The narrator goes on to say that her husband, and her domestic situation, has taken her up, absorbed her, both physically and mentally, until she has lost all sense of self:

park in

my body. in my mind. cadillac you said. parked in

me. taking up space. the little space i had left. lined

it. defined it. with your name. my own space. now i

fit yellow lines.

park-with-me-i-am-your-god-i-am-your-

right-to-life. i am man. here. this space is

yours. your very own. these walls. these

time saving utensils. park your mind here. 

this is my kingdom. king/dom. dome.

domesticity.

The poem continues, as Oughton’s narrator continues living her routine, and her domestic situation continues to consume her. Within the increasingly frantic pace of her fragmented thoughts, she states explicitly, “i am less,” and “i am dissolving.” By the end of the poem, “not even a shadow. remains of [her],” and she has been wholly and explicitly consumed.

However, in “sweeping up the mess,” Oughton offers a potential escape from entrapment; her narrator uses the reclaiming of her body as a metaphor for  reclaiming her life. The poem starts with a strong affirmation that “it’s time damn it/get out the broom,” followed immediately with the revelation that it is the narrator’s destroyed and fragmented body that needs to be swept up:

that’s me

littering floors and walls

there are my toes

now where are the nails

left toe    right toe

this little piggy goes

this tendon needs attaching

something to stand on

are these my long leg bones

hips   ribs   backbone

my soft belly   tender lips

breasts and all

the not-so-sturdy stuff

She goes on, starting the process of reclaiming her body: “i spend the day/sorting and piecing/me back together.” Then, once the rest of her body is sorted out, Oughton’s narrator identifies her heart as missing:

shake out the broom

last search for my heart

find magic markers

draw a big brand new one

to pin to my sleeve

Though she has succeeded in piecing her body back together, her heart is still broken.

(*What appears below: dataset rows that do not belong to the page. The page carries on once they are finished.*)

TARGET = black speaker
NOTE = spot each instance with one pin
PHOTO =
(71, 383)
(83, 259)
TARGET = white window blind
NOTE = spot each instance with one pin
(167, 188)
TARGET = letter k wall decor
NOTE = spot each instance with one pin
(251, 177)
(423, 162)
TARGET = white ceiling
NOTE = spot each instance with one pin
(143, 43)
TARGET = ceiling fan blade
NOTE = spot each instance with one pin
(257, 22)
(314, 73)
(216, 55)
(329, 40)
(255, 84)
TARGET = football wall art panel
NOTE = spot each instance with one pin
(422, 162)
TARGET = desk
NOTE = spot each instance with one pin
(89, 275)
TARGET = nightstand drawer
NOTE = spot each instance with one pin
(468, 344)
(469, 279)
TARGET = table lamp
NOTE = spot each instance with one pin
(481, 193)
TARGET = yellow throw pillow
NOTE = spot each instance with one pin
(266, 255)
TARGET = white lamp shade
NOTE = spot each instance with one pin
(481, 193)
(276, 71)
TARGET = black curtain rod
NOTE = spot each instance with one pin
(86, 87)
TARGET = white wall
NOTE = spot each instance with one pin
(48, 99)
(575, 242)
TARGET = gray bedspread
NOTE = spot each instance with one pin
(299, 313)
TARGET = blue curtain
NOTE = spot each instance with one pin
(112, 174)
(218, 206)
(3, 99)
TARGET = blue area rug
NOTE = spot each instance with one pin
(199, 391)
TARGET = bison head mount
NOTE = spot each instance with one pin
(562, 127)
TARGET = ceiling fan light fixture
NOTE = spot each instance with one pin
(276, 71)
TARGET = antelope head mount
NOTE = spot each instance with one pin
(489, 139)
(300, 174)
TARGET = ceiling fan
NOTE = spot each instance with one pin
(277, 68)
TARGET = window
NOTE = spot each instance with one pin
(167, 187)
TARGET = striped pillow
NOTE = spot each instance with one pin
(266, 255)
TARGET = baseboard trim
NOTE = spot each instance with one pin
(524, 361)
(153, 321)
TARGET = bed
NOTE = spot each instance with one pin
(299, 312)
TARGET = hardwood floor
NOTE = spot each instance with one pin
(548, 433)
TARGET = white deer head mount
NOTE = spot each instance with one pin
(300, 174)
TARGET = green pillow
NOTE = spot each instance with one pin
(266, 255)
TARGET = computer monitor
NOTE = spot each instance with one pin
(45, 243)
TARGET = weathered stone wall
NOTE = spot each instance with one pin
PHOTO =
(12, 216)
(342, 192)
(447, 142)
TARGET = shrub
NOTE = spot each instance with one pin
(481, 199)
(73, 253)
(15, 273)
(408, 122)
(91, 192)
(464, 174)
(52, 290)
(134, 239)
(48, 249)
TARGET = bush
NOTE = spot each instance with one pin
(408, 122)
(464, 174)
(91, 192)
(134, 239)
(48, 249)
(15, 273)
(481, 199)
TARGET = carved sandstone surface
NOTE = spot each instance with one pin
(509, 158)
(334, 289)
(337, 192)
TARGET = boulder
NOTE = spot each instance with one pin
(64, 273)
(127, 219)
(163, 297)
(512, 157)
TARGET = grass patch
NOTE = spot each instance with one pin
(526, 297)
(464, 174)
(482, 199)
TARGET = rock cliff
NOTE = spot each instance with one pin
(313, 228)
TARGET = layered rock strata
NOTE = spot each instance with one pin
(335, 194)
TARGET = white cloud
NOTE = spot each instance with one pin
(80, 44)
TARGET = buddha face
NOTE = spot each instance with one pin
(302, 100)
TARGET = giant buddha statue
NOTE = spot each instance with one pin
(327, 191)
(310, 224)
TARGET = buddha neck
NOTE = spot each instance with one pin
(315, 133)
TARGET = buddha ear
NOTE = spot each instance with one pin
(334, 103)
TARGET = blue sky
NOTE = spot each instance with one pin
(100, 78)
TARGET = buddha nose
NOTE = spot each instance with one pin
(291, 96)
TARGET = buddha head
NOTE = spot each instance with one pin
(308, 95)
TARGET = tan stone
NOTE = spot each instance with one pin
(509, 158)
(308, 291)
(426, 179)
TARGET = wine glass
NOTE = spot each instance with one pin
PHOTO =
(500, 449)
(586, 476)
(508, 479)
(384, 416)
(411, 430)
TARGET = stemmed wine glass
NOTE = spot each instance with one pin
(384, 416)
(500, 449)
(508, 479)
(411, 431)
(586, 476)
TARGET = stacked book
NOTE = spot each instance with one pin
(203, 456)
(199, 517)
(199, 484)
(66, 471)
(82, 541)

The healing process, though started, is incomplete. By putting her body back together, Oughton’s narrator starts the movement to escape entrapment, however, as her missing heart demonstrates, the movement is incomplete. On a larger scale, if Oughton’s poems are read as a representation of women in society,  women can fight against marginalization by re-appropriating their bodies and their lives for themselves. Nevertheless, the memory of marginalization, of entrapment, remains and must remain, in order for the healing process to continue.